É também nos Estados Unidos que decorre outro grande estudo que procura usar o RNA mensageiro para combater o problemático cancro pancreático, conhecido por ser de difícil tratamento. O mesmo método é usado: os genes dos tumores são analisados e usados para criar uma vacina personalizada, tarefa entregue precisamente à BioNTech.

A vacina é administrada em conjunto com os tais inibidores de proteínas checkpoint, que ajudam à eficácia do sistema imunitário.
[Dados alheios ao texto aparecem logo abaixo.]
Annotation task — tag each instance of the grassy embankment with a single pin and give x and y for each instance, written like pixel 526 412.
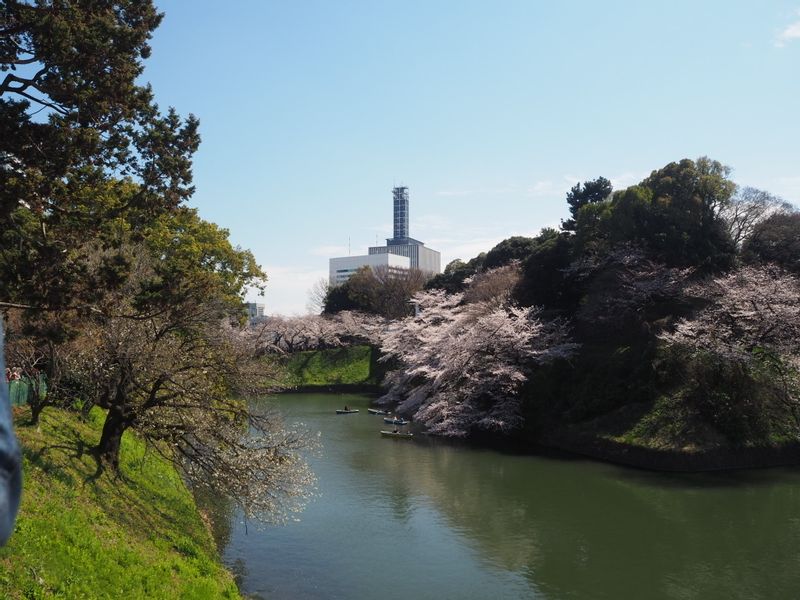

Embora uma fase inicial, os ensaios demonstraram uma recidiva mais lenta em oito dos 16 participantes, sinal de que o mRNA produziu algum efeito.

O método está, segundo a “Cancer Health”, a ser usado também em estudos para averiguar se uma vacina semelhante poderá reduzir o risco de recidivas em pacientes com cancro colorretal.

Infelizmente, além de existirem múltiplos tipos de cancro, cada um deles afeta os pacientes de forma muito particular, o que faz com que uma abordagem personalizada seja quase sempre a melhor opção de ataque.

“O desenvolvimento de terapias com base em mRNA personalizado, para tratar doenças com o cancro, é uma fronteira que está apenas no início do seu potencial”, explica Praveen Aanur, responsável pela área oncológica da Moderna.